HSBC has agreed to sell its French retail bank to Cerberus-backed My Money Group in a deal which will mean a loss of around $2.3 billion for the British bank.
But the deal will also end HSBC's long struggle to dispose of the business as it focuses on Asia.
The deal announced today sees HSBC take another significant step in a wider retreat from slow-growing European and North American markets where it has struggled against larger domestic players.
Meanwhile Cerberus continues to snap up banks in Europe, where the US based private equity fund already owns stakes in Deutsche Bank and Commerzbank.
The deal will see My Money acquire HSBC's 244 branches, around 3,900 staff and €24 billion in assets, creating at a stroke what My Money described as a new challenger bank in France's crowded retail banking landscape.
"Our aim would be for the bank to return to profitability, three years after we have taken control of it," My Money chief executive Eric Shehadeh said in a statement.
The sale price would be a nominal €1, HSBC said, adding that the business would have a net asset value of $2 billion at the time the deal completes, with the British bank agreeing to make up any shortfall in that valuation if it declines.
My Money said it will resurrect the Credit Commercial de France (CCF) brand, which HSBC bought for some €11 billion 21 years ago as it attempted to gain a foothold in one of Europe's biggest markets.
It also plans to invest €200m in the HSBC unit's technology infrastructure.
Under French law, the two parties have to consult employees on the deal, and if HSBC and My Money decide to proceed it could be signed in the third or fourth quarter of this year, with completion due in 2023.
Shehadeh said My Money was a "responsible employer" and that any job cuts would not happen until 2024 or 2025.
HSBC will retain other parts of its French business including its investment and business banking units.
The deal marks HSBC's second exit from a major Western market this year after it sold its US retail banking businesses, as chief executive Noel Quinn cuts his losses in markets where HSBC has long struggled to be profitable.
Low central bank interest rates and competition from domestic players have combined to make traditional deposit-taking retail businesses unattractive in many developed markets in recent years, especially where banks are subscale.

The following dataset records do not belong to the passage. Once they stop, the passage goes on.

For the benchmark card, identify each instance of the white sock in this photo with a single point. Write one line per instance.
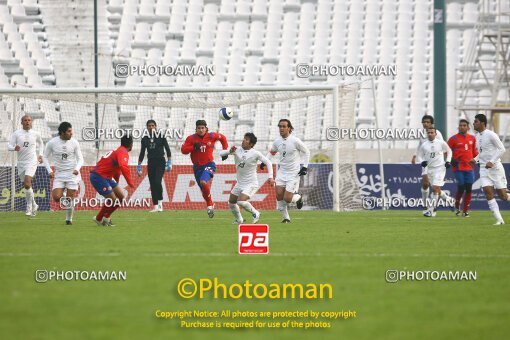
(236, 212)
(425, 196)
(247, 206)
(493, 206)
(295, 198)
(282, 208)
(29, 194)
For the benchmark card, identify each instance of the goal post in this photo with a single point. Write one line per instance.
(313, 110)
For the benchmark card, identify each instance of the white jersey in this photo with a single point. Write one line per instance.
(290, 158)
(67, 157)
(489, 147)
(246, 166)
(433, 152)
(28, 140)
(423, 140)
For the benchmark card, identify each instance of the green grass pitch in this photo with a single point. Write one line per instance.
(351, 251)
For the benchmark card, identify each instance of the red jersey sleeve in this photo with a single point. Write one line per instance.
(187, 147)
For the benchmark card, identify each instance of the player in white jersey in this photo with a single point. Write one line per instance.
(247, 185)
(293, 163)
(68, 160)
(24, 142)
(492, 173)
(427, 121)
(431, 153)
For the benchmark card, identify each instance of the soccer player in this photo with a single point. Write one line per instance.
(24, 142)
(105, 175)
(492, 173)
(432, 153)
(291, 151)
(201, 146)
(247, 185)
(427, 121)
(68, 161)
(156, 146)
(463, 147)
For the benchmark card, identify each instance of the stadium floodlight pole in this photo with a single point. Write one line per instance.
(381, 164)
(13, 155)
(96, 77)
(440, 65)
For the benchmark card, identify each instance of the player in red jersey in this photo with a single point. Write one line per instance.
(201, 146)
(105, 176)
(464, 150)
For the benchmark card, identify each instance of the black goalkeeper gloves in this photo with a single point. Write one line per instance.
(303, 171)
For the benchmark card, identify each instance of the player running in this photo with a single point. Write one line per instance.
(432, 153)
(247, 185)
(201, 146)
(24, 142)
(463, 147)
(156, 165)
(492, 173)
(291, 149)
(68, 161)
(105, 176)
(427, 121)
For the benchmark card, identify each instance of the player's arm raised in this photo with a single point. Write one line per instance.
(79, 159)
(303, 149)
(188, 146)
(46, 158)
(40, 147)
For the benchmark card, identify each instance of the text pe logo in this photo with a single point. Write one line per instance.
(253, 239)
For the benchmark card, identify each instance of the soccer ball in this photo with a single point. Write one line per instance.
(226, 113)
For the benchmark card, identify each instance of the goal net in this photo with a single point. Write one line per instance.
(97, 115)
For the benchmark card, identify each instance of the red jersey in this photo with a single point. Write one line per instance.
(464, 150)
(203, 155)
(113, 164)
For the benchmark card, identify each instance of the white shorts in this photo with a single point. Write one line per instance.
(248, 190)
(71, 184)
(26, 170)
(494, 176)
(436, 176)
(291, 183)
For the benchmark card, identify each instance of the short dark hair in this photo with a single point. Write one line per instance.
(252, 137)
(288, 123)
(63, 127)
(201, 122)
(126, 140)
(428, 117)
(481, 118)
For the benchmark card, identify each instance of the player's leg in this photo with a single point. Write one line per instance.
(234, 208)
(243, 202)
(469, 179)
(459, 178)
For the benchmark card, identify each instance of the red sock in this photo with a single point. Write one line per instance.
(206, 194)
(458, 197)
(467, 201)
(102, 212)
(110, 211)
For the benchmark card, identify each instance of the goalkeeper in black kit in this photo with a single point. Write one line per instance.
(156, 145)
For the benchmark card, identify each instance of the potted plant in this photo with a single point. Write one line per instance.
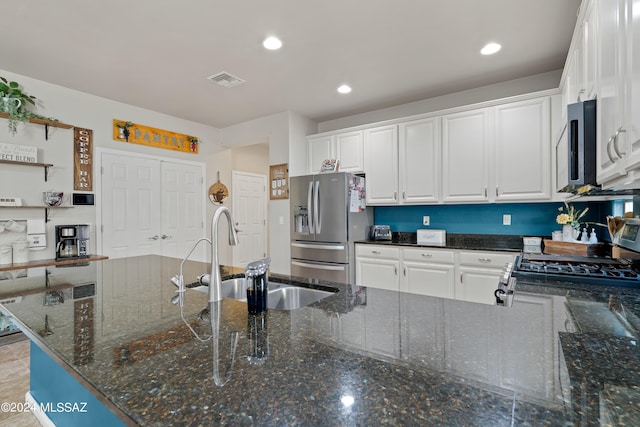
(123, 130)
(13, 101)
(193, 143)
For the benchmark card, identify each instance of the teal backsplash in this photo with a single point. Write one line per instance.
(528, 219)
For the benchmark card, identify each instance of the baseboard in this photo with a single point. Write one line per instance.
(42, 418)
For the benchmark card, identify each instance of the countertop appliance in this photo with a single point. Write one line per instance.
(381, 232)
(72, 241)
(327, 216)
(588, 270)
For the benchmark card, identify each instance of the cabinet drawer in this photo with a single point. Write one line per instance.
(378, 251)
(485, 259)
(429, 255)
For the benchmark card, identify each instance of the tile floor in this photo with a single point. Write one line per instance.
(14, 383)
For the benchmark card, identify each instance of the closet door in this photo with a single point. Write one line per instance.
(130, 206)
(151, 206)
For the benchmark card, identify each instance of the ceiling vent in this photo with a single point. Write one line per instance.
(225, 79)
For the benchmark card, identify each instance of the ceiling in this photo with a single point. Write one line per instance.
(157, 54)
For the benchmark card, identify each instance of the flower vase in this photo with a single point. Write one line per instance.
(568, 233)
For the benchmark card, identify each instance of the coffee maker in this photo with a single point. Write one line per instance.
(71, 241)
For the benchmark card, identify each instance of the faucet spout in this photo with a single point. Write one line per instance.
(215, 293)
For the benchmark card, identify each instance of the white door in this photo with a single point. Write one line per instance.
(181, 215)
(130, 206)
(150, 206)
(249, 208)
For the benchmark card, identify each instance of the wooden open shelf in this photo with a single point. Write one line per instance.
(43, 122)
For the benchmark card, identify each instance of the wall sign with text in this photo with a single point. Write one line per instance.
(82, 159)
(134, 133)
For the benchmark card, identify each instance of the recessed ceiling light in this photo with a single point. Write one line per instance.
(344, 89)
(490, 48)
(272, 43)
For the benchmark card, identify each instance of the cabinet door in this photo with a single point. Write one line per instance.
(435, 280)
(419, 160)
(523, 147)
(477, 284)
(611, 142)
(466, 150)
(633, 81)
(381, 165)
(378, 267)
(350, 152)
(319, 149)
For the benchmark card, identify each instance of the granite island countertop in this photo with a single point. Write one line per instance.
(362, 356)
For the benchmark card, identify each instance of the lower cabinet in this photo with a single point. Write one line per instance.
(464, 275)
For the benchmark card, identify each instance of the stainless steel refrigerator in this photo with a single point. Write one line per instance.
(328, 215)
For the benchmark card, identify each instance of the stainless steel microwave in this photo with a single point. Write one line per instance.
(581, 148)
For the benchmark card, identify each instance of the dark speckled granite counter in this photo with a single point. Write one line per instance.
(490, 242)
(359, 357)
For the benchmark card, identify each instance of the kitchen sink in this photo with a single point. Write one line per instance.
(281, 296)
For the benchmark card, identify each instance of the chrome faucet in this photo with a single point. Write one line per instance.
(215, 294)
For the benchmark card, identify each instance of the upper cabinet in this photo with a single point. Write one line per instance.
(345, 147)
(604, 64)
(523, 150)
(466, 145)
(402, 163)
(497, 153)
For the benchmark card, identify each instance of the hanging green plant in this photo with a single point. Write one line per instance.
(13, 101)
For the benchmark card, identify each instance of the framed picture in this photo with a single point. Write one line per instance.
(279, 176)
(330, 165)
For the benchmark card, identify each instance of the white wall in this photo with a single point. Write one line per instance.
(535, 83)
(86, 111)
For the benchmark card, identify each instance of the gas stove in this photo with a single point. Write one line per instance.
(603, 271)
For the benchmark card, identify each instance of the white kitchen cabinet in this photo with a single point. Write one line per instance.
(402, 163)
(378, 266)
(428, 272)
(466, 149)
(478, 273)
(419, 161)
(633, 85)
(345, 147)
(381, 165)
(523, 150)
(611, 75)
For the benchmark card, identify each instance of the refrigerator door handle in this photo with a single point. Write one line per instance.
(317, 207)
(319, 266)
(310, 208)
(327, 247)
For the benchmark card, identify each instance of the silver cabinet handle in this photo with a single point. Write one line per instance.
(609, 150)
(615, 142)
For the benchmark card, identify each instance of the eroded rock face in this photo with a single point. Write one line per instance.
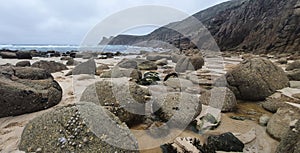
(255, 79)
(125, 99)
(85, 127)
(26, 90)
(51, 66)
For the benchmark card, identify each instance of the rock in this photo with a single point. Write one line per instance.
(273, 105)
(27, 90)
(23, 64)
(23, 55)
(189, 63)
(294, 75)
(156, 57)
(293, 66)
(147, 65)
(125, 99)
(282, 61)
(177, 109)
(290, 141)
(296, 95)
(221, 98)
(176, 57)
(255, 79)
(88, 67)
(162, 62)
(51, 66)
(150, 78)
(178, 83)
(197, 61)
(129, 63)
(8, 55)
(92, 129)
(72, 62)
(119, 73)
(264, 119)
(101, 68)
(279, 122)
(225, 142)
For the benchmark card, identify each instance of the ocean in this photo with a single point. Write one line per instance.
(65, 48)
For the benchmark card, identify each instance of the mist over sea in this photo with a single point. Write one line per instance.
(65, 48)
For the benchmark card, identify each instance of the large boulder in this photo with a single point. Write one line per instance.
(220, 97)
(50, 66)
(294, 75)
(8, 55)
(84, 127)
(189, 63)
(155, 57)
(26, 90)
(120, 72)
(147, 65)
(293, 66)
(88, 67)
(290, 142)
(225, 142)
(125, 99)
(255, 79)
(23, 55)
(177, 108)
(279, 123)
(23, 64)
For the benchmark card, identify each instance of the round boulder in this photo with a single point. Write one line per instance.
(255, 79)
(84, 127)
(125, 99)
(220, 97)
(23, 64)
(51, 66)
(27, 90)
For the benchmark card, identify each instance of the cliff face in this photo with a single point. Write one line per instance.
(247, 25)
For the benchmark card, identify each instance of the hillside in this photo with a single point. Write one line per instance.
(246, 25)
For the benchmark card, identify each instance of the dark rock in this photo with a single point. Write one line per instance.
(294, 75)
(162, 62)
(27, 90)
(255, 79)
(156, 57)
(93, 130)
(189, 63)
(221, 98)
(8, 55)
(273, 105)
(293, 66)
(290, 142)
(125, 99)
(88, 67)
(147, 65)
(23, 55)
(225, 142)
(280, 121)
(101, 68)
(23, 64)
(177, 109)
(51, 66)
(119, 73)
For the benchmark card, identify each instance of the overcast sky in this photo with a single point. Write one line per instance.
(68, 21)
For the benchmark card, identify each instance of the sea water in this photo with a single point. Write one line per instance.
(65, 48)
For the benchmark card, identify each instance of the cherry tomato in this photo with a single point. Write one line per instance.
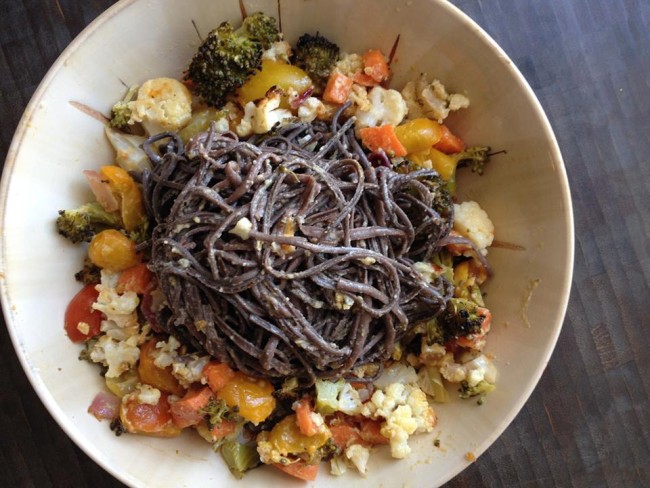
(142, 418)
(130, 196)
(81, 320)
(112, 250)
(418, 134)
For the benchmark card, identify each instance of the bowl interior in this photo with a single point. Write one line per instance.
(524, 191)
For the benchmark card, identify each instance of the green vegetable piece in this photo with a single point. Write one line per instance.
(239, 457)
(326, 395)
(81, 224)
(475, 157)
(316, 55)
(121, 113)
(481, 388)
(228, 57)
(214, 411)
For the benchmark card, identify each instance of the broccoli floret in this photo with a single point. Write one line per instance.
(227, 58)
(481, 388)
(459, 319)
(316, 55)
(81, 224)
(261, 28)
(121, 113)
(475, 157)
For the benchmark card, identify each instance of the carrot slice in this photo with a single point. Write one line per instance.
(303, 417)
(449, 143)
(300, 470)
(384, 138)
(338, 88)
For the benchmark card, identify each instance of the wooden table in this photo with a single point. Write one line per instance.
(587, 424)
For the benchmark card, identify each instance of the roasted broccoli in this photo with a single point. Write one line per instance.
(261, 28)
(227, 57)
(121, 113)
(81, 224)
(316, 55)
(475, 157)
(481, 388)
(460, 318)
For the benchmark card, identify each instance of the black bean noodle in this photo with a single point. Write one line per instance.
(318, 279)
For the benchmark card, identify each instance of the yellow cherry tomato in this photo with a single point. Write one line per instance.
(444, 164)
(418, 134)
(286, 438)
(273, 73)
(129, 194)
(252, 396)
(112, 250)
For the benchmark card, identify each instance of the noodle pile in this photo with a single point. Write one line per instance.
(291, 254)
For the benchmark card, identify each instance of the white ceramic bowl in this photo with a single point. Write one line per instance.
(525, 192)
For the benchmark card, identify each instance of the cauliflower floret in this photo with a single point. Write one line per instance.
(430, 99)
(359, 456)
(398, 427)
(406, 411)
(163, 104)
(279, 51)
(117, 356)
(268, 115)
(471, 221)
(164, 354)
(387, 108)
(473, 372)
(349, 401)
(119, 309)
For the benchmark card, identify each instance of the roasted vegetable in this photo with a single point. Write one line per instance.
(316, 55)
(227, 57)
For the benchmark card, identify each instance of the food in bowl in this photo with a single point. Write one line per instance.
(276, 259)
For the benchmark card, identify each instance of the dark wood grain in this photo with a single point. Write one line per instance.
(587, 424)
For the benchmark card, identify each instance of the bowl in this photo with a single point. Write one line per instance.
(524, 190)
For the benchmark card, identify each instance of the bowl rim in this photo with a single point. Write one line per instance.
(33, 376)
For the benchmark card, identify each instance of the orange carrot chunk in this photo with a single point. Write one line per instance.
(338, 88)
(375, 65)
(384, 138)
(304, 418)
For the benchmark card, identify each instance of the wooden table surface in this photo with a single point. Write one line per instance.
(587, 424)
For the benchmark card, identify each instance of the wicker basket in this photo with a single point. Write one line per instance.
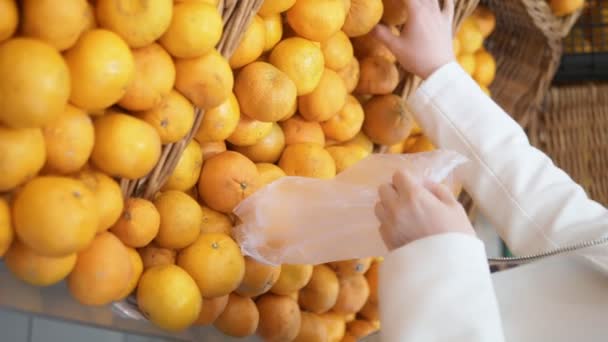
(527, 47)
(236, 14)
(572, 128)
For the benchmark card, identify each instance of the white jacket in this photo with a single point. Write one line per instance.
(440, 288)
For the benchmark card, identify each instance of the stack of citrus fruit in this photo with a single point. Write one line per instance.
(468, 47)
(90, 93)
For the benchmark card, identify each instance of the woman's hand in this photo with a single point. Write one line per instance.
(425, 43)
(409, 211)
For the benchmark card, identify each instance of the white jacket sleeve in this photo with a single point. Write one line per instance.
(534, 205)
(438, 289)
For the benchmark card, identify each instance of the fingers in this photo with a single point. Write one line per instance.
(380, 212)
(384, 34)
(388, 194)
(404, 183)
(448, 9)
(441, 192)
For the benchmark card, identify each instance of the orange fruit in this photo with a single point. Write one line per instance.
(240, 317)
(258, 279)
(210, 2)
(470, 36)
(354, 292)
(307, 160)
(249, 131)
(316, 19)
(69, 141)
(370, 311)
(347, 268)
(387, 120)
(270, 7)
(153, 80)
(172, 119)
(180, 219)
(211, 148)
(273, 25)
(395, 12)
(346, 156)
(377, 76)
(207, 80)
(456, 46)
(196, 27)
(372, 280)
(227, 179)
(102, 67)
(22, 155)
(35, 269)
(467, 62)
(138, 224)
(312, 328)
(363, 16)
(219, 122)
(302, 61)
(168, 296)
(125, 146)
(292, 279)
(188, 169)
(297, 131)
(108, 197)
(362, 141)
(212, 308)
(139, 23)
(360, 328)
(9, 18)
(138, 267)
(35, 83)
(321, 293)
(368, 45)
(264, 92)
(7, 233)
(337, 51)
(215, 262)
(562, 8)
(486, 90)
(267, 150)
(350, 75)
(269, 173)
(335, 325)
(102, 271)
(485, 68)
(251, 45)
(315, 107)
(486, 20)
(279, 318)
(55, 216)
(59, 26)
(215, 222)
(422, 144)
(152, 255)
(347, 123)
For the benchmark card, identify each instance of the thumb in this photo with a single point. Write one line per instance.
(383, 33)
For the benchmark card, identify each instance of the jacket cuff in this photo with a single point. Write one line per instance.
(440, 79)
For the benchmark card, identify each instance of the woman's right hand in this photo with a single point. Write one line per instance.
(425, 43)
(409, 211)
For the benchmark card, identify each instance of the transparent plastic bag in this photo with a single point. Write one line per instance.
(298, 220)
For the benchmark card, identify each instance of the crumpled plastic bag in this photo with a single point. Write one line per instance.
(297, 220)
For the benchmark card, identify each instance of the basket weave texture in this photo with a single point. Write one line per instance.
(572, 128)
(527, 54)
(237, 14)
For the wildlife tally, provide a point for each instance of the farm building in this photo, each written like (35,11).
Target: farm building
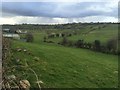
(20,31)
(6,30)
(14,36)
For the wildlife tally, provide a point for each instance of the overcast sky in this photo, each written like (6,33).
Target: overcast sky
(58,12)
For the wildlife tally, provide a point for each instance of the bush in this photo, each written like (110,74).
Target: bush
(64,41)
(44,39)
(80,43)
(97,45)
(112,45)
(29,37)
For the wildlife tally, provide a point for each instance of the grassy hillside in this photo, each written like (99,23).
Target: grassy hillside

HSBC put its French retail business under "strategic review" in September 2019, with a sale launched in December the same year, as it abandoned a long struggle to generate sufficient profits from the unit.
The business made a loss before tax of $288m for the financial year ended 31 Dec 2020, HSBC said.
HSBC struggled to attract interest as bidders fretted at the heavy restructuring assumed to be necessary, and complex talks with local regulators. French banks, which initially studied the dossier, all walked away.
Dutch bank ING said separately it had also placed its French retail banking business under strategic review.